In dem Billigtarif des deutschen Marktführers T-Mobile soll die Minute netzintern 15 Cent kosten. Für Telefonate in das Festnetz oder in andere Mobilfunknetze müssen die Kunden 30 Cent je Minute zahlen. Mit dem Tarif reagiert T-Mobile auf seinen Konkurrenten E-Plus, der mit Base und Simyo bereits zwei Billigmarken auf dem Markt hat.

T-Online-Chef Beaujean äußerte sich zugleich enttäuscht über den Verlauf des DSL-Neukundengeschäfts im abgelaufenen Quartal. „Mit der Entwicklung der Neukunden im zweiten Quartal sind wir nicht zufrieden“, sagte er dem „Handelsblatt“ (Montagausgabe). Der Manager hatte kürzlich bereits eingeräumt, der Vorjahreswert von 181 000 DSL- Neukunden könnte nicht erreicht werden. Konkurrent United Internet könnte damit erstmals bei den Neukunden an T-Online vorbeiziehen. Ein United Internet-Sprecher wollte dies nicht kommentieren und verwies auf frühere Aussagen, wonach das Unternehmen mit seinen Marken 1 & 1 und GMX im zweiten Quartal „deutlich“ mehr als 150 000 DSL-Neukunden gewonnen habe.

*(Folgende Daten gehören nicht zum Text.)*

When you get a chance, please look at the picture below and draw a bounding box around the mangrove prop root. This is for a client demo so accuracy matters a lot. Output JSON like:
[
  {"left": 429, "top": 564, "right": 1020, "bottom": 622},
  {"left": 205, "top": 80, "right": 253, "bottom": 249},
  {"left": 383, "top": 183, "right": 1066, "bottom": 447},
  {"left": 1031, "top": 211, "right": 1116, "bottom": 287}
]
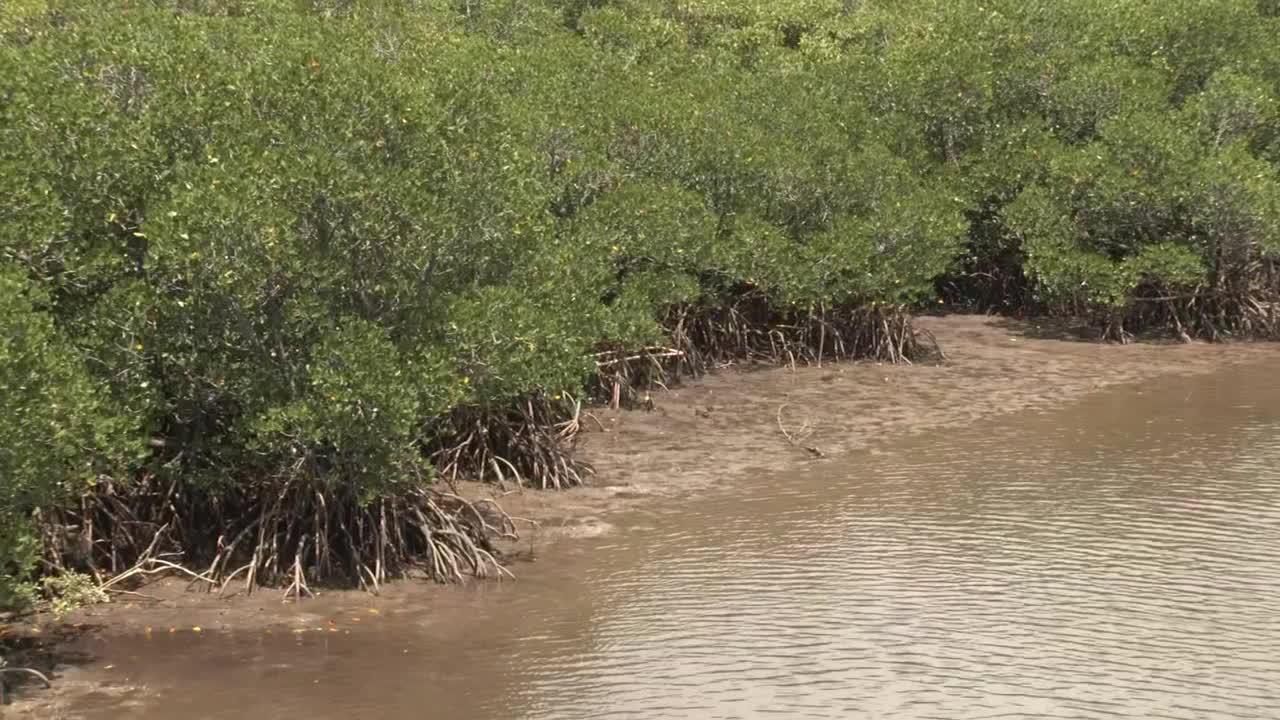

T-Online hat daher seine Preise kräftig gesenkt, um das Geschäft anzukurbeln. So wurde der Preis für den günstigsten DSL-Pauschaltarif auf fünf Euro reduziert. T-Online will mindestens 50 Prozent des Neukundengeschäfts auf sich ziehen. T-Online rechnet mit weiteren Preisrückgängen. „Der Preiskampf ist alles andere als vorbei“, sagte Beaujean.